How to rebuild Intel Raid (isw) on Linux

For years, I’ve ran many small servers running the popular ICH/ISW Intel Storage Matrix RAID in Raid-1 configuration. For many years this has worked absolutely perfectly with no issues on both Windows and Linux. But something has always really bugged me. What do i do when (and they will) a drive fails? How does ISW handle it?

On Windows, this is simple, you launch the Storage Matrix software and click rebuild (if it isn’t rebuilding automagically). But how do you do this on a Linux server which has no Storage Matrix software? After hours of Googling, i came across the command “dmraid -R”. But that didn’t work in my test environments.

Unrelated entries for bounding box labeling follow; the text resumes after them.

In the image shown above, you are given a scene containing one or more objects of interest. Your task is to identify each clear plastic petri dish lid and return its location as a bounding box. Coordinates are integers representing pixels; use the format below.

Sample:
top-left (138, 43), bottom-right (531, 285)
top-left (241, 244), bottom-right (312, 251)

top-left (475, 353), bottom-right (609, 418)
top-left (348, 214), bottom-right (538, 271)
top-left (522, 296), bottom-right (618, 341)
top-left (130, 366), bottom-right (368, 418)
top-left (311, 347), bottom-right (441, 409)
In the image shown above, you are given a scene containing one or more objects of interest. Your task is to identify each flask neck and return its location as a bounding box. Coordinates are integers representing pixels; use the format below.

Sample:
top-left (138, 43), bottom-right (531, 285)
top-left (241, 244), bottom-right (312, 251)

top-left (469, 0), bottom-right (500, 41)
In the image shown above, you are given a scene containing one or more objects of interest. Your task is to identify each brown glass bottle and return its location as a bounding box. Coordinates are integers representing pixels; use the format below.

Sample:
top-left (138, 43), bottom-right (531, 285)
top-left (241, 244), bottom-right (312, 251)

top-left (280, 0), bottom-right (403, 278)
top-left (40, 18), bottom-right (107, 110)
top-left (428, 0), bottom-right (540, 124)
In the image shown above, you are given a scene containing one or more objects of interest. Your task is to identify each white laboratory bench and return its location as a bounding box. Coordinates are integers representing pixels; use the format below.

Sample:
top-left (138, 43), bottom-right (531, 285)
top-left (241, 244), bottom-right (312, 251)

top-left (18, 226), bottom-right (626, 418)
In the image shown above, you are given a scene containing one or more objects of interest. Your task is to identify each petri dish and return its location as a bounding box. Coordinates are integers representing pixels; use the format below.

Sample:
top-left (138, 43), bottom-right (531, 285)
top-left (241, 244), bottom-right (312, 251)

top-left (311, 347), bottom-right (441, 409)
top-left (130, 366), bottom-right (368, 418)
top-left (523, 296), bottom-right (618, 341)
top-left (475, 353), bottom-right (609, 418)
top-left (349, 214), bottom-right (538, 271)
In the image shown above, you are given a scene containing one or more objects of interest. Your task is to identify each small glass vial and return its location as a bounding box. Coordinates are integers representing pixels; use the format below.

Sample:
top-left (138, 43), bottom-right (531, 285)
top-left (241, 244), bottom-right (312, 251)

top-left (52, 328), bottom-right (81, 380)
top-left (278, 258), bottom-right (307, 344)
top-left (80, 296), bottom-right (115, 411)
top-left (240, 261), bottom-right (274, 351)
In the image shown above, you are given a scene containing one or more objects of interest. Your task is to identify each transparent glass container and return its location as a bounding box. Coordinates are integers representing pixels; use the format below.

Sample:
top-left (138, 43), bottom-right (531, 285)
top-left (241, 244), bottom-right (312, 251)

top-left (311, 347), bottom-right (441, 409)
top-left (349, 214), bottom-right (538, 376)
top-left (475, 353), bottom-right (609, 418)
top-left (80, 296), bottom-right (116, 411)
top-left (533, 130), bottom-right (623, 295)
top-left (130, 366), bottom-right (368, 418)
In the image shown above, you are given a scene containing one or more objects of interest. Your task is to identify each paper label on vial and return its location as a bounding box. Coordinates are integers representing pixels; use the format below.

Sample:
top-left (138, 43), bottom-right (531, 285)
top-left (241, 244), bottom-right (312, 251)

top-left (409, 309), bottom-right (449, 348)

So i spent a whole afternoon figuring this out. This is what i found.

DMRaid Works. Sort of

DMRaid is the linux implementation of popular onboard RAID setups. Your raid can be from Intel, Nvidia, Promise and a few others who do implement it. Intel is the most common one, and that’s the one i generally have on all my Intel servers. What *you* may find is that your implementation is different, but this posting should help you.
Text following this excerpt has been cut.